Il Blog di Lella Canepa

SPINA CHRISTI, LA MARRUCA

foto dal web (qui>>>)


In tema, la pianta di queste giornate spinose non può che essere la Marruca o Paliurus spina-christi o anche Ziziphus spina-christi.

Per i genovesi, liguri in generale, Ziziphus riporta alla mente la parola dialettale "zìzoa" che vuol dire giuggiola e in effetti di un albero della stessa famiglia si tratta.

Spina christi è evidente che si riferisce alla corona di spine di Gesù.

Al di là di leggenda e verità le spine conservate, considerate reliquie attendibili, sono tutte di questa pianta, mentre la corona, sempre quella considerata attendibile, conservata a Notre Dame di Parigi è intrecciata, per tenere la forma, insieme con una semplice varietà di giunco.

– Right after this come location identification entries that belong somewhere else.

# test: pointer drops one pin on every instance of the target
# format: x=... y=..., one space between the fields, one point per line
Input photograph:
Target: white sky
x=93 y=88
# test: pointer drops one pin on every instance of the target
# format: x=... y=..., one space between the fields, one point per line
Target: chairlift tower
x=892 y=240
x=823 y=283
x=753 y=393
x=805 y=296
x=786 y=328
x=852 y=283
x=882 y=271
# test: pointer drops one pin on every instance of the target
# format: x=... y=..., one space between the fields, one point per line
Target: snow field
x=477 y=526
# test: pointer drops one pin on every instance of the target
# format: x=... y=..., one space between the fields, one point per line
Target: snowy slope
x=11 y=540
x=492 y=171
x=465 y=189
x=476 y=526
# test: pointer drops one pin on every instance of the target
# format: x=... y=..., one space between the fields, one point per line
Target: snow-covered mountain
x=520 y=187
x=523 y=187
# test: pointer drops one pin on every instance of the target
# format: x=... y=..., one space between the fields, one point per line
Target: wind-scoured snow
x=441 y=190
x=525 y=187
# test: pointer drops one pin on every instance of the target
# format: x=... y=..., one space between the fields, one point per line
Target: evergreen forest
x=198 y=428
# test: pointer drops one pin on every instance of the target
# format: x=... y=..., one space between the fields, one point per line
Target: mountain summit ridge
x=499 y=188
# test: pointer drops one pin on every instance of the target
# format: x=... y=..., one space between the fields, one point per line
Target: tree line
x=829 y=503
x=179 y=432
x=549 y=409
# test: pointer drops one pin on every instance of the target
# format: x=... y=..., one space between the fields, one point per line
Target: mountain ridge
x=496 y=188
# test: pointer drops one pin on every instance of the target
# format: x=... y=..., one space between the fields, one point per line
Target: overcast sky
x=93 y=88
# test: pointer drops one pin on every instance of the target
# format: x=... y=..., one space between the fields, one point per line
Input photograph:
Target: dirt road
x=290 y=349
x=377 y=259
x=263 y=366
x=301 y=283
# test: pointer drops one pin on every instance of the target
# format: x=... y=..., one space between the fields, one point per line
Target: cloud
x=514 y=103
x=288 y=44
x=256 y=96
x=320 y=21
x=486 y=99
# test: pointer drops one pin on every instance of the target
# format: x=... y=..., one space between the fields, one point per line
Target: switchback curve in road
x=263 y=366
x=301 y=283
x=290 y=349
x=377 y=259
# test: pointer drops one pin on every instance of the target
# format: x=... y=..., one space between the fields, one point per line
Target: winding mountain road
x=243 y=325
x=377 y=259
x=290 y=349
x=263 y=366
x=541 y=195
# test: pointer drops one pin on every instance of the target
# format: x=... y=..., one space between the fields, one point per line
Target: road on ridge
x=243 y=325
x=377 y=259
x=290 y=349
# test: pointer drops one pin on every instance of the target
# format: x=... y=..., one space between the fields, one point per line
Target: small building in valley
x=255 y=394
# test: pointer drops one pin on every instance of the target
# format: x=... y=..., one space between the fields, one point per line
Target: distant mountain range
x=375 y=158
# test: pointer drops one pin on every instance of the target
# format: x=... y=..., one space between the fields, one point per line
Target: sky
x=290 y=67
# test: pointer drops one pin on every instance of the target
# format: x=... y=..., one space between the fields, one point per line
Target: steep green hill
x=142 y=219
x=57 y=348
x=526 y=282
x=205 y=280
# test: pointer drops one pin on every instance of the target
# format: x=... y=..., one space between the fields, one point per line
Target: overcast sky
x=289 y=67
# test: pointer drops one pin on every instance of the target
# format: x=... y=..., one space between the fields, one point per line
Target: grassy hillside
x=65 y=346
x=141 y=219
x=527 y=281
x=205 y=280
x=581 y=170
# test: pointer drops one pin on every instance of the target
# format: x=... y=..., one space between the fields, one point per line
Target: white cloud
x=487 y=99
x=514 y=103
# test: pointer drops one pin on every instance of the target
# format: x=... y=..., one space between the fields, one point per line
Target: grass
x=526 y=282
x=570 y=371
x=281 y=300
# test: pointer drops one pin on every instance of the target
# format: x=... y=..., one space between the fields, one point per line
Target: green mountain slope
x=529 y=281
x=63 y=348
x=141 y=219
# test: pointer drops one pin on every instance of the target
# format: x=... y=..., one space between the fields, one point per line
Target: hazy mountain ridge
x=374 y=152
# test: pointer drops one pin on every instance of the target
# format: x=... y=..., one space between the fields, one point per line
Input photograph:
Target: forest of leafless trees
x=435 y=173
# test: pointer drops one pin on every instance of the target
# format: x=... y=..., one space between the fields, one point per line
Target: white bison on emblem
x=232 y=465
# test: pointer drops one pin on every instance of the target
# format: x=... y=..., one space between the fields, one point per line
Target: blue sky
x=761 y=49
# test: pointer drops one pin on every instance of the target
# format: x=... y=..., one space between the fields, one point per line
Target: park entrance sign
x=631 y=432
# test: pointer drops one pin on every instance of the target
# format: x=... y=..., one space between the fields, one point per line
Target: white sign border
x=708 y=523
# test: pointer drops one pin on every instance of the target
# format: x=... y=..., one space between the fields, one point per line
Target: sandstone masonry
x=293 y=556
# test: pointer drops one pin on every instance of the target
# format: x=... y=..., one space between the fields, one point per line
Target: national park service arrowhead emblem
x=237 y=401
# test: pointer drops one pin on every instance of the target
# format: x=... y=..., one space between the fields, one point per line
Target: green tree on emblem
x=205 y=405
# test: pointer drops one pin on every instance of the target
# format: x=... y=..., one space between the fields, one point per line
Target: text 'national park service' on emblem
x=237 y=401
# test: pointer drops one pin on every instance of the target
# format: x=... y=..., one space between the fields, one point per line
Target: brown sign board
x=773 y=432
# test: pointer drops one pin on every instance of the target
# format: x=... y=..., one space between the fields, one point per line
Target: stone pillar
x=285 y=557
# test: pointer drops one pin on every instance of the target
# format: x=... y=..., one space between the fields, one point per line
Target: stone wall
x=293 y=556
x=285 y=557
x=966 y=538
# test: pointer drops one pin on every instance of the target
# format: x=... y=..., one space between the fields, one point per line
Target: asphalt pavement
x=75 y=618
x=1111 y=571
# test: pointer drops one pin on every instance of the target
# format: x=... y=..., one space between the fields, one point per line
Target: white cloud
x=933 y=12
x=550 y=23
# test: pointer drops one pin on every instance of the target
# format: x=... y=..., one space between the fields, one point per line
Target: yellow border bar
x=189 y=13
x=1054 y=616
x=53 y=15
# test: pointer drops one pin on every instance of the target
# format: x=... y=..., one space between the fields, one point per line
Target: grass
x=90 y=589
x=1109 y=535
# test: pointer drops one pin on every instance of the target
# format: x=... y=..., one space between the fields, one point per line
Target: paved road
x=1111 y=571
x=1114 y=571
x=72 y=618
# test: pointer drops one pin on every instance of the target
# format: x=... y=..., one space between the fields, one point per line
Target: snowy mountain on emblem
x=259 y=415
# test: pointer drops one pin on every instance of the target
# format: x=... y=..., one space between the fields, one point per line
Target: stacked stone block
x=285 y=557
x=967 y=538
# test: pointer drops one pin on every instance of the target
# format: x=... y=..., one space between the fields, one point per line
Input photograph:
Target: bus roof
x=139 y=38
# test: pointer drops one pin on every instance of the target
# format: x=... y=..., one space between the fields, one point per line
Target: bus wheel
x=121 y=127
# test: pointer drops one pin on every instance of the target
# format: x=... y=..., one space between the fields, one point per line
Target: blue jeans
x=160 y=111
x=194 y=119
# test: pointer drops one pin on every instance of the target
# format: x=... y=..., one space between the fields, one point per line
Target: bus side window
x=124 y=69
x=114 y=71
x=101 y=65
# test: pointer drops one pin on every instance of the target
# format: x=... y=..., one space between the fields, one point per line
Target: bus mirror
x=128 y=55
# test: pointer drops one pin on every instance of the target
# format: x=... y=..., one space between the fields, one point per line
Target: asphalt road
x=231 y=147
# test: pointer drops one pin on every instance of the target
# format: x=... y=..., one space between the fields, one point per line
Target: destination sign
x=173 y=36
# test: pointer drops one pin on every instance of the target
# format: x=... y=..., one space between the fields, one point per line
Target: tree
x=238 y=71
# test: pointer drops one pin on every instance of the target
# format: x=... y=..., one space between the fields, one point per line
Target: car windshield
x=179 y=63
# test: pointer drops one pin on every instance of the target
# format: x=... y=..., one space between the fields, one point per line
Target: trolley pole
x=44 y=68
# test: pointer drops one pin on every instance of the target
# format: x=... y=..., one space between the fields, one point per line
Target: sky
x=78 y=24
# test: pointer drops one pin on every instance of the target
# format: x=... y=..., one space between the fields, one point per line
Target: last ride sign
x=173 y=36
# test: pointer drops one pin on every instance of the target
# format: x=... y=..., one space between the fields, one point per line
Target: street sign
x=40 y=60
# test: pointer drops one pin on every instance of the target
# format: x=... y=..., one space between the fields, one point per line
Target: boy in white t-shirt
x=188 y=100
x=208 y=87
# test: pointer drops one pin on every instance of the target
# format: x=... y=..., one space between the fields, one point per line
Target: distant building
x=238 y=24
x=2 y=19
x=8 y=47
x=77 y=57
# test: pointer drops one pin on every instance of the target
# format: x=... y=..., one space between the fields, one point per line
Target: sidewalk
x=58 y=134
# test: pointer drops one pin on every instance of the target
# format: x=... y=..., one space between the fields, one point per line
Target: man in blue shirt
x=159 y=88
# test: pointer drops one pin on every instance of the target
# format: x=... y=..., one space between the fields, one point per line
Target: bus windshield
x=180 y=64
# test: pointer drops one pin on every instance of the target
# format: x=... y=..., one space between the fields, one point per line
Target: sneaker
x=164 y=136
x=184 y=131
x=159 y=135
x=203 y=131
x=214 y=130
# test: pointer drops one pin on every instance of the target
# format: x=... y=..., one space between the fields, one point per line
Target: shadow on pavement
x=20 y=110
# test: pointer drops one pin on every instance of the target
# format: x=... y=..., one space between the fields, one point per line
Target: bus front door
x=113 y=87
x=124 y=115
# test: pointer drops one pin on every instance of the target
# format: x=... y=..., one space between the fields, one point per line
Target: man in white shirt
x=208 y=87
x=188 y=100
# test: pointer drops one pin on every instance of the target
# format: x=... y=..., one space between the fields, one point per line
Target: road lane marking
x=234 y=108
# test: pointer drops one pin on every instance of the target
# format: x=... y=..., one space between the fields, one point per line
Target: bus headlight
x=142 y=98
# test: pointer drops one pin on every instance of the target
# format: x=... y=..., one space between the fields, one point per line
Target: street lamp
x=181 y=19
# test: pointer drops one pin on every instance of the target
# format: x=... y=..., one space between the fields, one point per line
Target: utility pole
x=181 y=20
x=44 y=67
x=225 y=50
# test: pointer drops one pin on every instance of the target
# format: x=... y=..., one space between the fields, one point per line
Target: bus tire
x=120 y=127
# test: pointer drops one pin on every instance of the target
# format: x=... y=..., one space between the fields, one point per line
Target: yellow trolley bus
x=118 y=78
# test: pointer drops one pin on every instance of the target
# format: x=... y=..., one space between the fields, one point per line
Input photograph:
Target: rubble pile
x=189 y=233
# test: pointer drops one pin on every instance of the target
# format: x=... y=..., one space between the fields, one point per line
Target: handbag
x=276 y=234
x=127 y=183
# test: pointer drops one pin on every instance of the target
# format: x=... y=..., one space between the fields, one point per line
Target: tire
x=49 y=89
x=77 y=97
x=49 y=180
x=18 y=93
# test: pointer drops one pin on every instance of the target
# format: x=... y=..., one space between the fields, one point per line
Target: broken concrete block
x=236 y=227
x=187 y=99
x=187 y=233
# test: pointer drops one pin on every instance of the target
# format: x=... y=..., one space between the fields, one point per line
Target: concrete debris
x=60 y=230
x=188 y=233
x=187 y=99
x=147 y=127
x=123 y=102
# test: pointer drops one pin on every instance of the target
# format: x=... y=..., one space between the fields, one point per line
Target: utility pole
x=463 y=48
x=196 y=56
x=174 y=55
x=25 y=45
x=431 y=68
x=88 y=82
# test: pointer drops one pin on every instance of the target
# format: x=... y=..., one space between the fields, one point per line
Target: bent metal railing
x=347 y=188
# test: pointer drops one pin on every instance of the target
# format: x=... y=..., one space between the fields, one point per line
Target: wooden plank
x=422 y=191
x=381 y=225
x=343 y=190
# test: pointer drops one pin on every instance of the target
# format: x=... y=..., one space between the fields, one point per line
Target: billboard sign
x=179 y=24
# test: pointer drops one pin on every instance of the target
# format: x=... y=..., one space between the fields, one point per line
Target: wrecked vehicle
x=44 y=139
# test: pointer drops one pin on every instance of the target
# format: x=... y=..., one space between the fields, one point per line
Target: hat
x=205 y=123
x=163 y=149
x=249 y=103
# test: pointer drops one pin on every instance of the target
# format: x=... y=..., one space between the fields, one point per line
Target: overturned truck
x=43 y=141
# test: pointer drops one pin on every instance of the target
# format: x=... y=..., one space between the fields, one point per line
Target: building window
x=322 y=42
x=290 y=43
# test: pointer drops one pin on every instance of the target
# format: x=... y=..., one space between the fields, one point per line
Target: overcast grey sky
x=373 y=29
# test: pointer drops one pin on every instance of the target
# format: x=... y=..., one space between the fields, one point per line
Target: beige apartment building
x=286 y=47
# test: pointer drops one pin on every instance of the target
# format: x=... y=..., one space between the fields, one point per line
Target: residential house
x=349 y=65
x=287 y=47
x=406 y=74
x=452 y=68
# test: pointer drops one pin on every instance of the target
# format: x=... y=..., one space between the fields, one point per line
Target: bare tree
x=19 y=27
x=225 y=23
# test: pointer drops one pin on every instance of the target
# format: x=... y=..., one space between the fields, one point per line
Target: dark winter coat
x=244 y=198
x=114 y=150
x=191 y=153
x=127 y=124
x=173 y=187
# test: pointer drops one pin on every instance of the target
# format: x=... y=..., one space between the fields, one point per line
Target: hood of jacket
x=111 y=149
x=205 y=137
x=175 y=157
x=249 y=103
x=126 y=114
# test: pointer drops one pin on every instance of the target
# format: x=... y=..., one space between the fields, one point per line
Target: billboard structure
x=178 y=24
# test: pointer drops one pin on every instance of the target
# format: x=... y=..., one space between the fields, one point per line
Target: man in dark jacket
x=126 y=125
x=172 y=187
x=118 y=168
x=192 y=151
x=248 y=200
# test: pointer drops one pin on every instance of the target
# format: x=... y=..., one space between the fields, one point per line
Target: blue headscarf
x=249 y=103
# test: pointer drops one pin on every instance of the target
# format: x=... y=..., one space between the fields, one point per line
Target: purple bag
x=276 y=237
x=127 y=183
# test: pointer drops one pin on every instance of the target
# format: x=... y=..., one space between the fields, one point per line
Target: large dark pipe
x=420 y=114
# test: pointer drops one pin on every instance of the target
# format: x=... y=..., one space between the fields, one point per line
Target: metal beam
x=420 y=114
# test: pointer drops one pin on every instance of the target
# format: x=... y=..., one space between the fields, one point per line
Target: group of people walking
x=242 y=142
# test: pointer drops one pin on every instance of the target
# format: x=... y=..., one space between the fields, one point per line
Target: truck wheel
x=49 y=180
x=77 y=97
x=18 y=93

E tutte le spine, sempre quelle accettate e conservate in giro per il mondo, sono state staccate dalla suddetta corona, e sono di Marruca.

Si suppone che in origine fossero circa sessanta, settanta spine, e fu Luigi IX di Francia, San Luigi, a staccarle e a distribuirle in giro. Egli comperò la corona dal Re di Costantinopoli Baldovino, a saldo di un debito da questi contratto con Venezia e costruì la Sainte-Chapelle per conservare la preziosa reliquia.